4. Elimination of Unencrypted Data Mobility

If you work for a publishing company, a restaurant or an institution which doesn’t require stringent data management protocols, taking work home from the office is as simple as an external USB stick or uploaded that data to a free public cloud storage utility like Google Drive or Dropbox. Yet, within the medical community, this type of cavelier data storage is not possible.

In terms of PHI data, protected health information, HIPAA compliant hosting eliminates the need for offsite data storage practices – USB, external hard drive, laptop – by keeping all data locked in a cloud architecture. Moreover, HIPAA compliant cloud hosting encrypts all data while in motion and while at rest. This means in the case of data being accessed by an unauthorized party, that data would still not be accessible and would remain secured unless that hacker, in addition to hacking into data, also hacked into and gained a specific encryption key.
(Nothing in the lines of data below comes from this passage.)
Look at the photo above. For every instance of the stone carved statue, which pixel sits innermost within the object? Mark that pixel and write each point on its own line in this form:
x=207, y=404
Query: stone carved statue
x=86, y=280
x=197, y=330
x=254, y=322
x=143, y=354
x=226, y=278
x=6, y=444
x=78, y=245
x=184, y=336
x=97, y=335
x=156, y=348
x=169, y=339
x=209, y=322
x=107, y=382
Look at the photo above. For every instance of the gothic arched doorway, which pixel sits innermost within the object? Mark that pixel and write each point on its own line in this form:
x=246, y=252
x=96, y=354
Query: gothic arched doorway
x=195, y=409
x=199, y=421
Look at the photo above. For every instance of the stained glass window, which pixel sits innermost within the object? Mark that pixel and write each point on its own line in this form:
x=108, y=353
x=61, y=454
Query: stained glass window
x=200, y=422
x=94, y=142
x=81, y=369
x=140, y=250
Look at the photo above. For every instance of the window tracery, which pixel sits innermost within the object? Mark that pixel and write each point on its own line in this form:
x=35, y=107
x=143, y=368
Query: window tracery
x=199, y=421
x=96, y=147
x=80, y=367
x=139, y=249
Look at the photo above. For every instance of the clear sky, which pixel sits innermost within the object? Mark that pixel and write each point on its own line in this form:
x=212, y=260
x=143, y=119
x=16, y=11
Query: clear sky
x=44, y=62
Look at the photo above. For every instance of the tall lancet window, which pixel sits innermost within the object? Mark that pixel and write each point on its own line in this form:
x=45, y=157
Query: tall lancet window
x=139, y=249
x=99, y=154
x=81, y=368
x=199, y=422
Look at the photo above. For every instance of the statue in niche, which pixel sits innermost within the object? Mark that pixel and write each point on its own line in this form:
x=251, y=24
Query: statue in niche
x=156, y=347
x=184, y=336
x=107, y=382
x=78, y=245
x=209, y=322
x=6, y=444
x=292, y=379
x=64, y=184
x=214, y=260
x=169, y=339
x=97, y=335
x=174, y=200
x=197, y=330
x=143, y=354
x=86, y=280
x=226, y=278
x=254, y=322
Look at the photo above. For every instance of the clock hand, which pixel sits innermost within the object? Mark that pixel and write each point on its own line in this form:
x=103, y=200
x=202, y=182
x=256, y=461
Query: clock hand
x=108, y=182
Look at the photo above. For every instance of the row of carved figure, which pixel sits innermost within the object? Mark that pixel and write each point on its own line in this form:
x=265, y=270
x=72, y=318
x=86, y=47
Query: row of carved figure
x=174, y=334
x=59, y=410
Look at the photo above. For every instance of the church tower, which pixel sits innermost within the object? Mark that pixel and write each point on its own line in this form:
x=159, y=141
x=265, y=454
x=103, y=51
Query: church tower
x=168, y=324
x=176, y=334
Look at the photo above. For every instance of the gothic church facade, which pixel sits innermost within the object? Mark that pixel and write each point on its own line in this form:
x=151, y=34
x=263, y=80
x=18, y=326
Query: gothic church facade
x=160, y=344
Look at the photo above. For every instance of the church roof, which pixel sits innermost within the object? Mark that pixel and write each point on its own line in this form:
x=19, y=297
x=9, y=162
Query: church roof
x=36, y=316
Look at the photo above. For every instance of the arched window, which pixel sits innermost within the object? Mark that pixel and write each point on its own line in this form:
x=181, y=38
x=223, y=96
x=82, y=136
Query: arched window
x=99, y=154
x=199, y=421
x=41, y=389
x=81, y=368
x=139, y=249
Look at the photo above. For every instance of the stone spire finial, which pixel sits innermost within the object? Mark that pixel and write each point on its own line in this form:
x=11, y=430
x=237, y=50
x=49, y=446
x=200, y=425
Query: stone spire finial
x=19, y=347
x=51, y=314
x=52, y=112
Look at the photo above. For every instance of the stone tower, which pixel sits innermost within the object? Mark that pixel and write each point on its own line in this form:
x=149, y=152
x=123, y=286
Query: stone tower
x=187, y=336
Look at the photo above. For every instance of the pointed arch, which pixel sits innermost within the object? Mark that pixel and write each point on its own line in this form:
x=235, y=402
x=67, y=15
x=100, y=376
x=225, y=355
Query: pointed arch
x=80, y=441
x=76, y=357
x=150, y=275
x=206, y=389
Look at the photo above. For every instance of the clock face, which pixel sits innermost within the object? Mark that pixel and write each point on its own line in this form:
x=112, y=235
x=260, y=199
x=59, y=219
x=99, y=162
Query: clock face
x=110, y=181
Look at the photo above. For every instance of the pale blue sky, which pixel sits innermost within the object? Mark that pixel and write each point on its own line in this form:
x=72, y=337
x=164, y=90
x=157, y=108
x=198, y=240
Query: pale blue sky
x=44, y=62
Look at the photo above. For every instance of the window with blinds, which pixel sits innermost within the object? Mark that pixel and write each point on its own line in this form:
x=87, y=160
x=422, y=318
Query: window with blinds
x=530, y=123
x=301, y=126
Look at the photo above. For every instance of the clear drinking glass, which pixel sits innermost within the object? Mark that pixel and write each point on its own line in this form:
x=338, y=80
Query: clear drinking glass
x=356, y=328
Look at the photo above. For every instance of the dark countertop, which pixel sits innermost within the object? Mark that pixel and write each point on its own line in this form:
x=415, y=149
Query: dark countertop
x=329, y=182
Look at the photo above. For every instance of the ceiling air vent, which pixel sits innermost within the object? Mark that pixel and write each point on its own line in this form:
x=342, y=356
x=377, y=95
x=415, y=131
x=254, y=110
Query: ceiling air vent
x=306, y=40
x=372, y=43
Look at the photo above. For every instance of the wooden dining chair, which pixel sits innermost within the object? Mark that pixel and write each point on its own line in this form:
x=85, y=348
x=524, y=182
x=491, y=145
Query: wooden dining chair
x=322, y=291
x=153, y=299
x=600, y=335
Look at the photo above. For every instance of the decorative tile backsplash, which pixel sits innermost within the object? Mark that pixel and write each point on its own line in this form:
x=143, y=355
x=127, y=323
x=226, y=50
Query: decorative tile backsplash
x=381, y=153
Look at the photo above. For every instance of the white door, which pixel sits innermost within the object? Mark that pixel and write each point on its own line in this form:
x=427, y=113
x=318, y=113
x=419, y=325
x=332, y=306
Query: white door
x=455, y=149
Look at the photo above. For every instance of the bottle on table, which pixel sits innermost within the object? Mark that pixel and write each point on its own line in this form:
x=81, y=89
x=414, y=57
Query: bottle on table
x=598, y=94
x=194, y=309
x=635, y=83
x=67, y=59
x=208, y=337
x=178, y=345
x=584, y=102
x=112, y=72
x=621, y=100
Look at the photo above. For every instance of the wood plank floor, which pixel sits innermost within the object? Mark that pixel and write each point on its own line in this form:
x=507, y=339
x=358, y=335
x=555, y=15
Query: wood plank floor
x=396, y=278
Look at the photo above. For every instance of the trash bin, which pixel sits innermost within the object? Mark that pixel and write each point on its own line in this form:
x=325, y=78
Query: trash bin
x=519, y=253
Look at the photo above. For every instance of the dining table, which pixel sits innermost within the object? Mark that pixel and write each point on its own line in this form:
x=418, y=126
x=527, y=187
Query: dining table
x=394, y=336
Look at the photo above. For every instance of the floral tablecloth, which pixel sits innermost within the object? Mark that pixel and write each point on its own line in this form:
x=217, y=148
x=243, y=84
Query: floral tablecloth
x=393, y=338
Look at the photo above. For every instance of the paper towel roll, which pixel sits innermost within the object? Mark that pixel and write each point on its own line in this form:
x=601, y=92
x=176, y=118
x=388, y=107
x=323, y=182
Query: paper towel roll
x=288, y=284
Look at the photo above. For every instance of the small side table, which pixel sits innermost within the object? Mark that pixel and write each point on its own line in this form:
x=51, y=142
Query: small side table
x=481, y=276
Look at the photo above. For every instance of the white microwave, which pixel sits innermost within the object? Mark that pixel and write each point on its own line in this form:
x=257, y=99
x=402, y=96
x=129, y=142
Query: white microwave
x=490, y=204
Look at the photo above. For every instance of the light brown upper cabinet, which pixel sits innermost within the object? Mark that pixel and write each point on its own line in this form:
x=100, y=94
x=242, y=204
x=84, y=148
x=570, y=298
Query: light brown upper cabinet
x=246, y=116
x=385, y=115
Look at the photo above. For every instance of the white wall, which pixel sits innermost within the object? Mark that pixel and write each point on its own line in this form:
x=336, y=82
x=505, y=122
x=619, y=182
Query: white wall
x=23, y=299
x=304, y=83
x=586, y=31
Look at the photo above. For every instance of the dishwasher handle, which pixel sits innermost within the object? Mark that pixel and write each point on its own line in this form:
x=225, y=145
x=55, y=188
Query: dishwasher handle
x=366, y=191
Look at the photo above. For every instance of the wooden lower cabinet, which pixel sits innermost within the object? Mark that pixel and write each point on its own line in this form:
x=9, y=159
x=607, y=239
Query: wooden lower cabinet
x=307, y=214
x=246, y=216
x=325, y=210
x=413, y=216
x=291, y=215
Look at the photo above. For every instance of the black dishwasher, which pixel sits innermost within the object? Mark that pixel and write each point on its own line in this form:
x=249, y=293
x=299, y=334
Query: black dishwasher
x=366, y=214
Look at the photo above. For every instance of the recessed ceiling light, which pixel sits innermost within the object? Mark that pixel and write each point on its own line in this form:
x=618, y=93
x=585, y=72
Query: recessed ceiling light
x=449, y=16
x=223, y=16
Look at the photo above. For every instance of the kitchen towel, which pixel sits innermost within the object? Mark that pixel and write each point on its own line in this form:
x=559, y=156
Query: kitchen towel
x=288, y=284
As with most aspects of cloud computing and virtualized resources, the elimination of unencrypted data mobility with HIPAA compliant hosting is redundant to make sure unauthorized access never takes place.

5. Cost Savings

The last major reason why hospital managers and patients should love HIPAA compliant cloud hosting is cost savings. While we won’t get into specific cost savings, HIPAA compliant hosting eliminates/lessen the cost burden of the hospital to spend on the following:

  1. Investing in their own data center infrastructure
  2. Investing in IT hospital staff specializing in data center infrastructure management
  3. Investing in legal hospital staff to navigate HIPAA compliance
  4. Investing in self-maintained data encryption technologies
  5. Investing in long-term data stores
  6. Investing in traditional IT hardware needed for scale
  7. Investing in significant costs of security audits, certifications, and assessments as those costs are shifted to the HIPAA cloud hosting provider

These are but a few of the cost reductions a hospital can make when utilizing a HIPAA compliant cloud hosting provider.

Cloud tech and Healthcare costs
Healthcare cost reduction via cloud technologies

For these aforementioned reasons and a few more, hospital managers should love HIPAA compliant cloud hosting.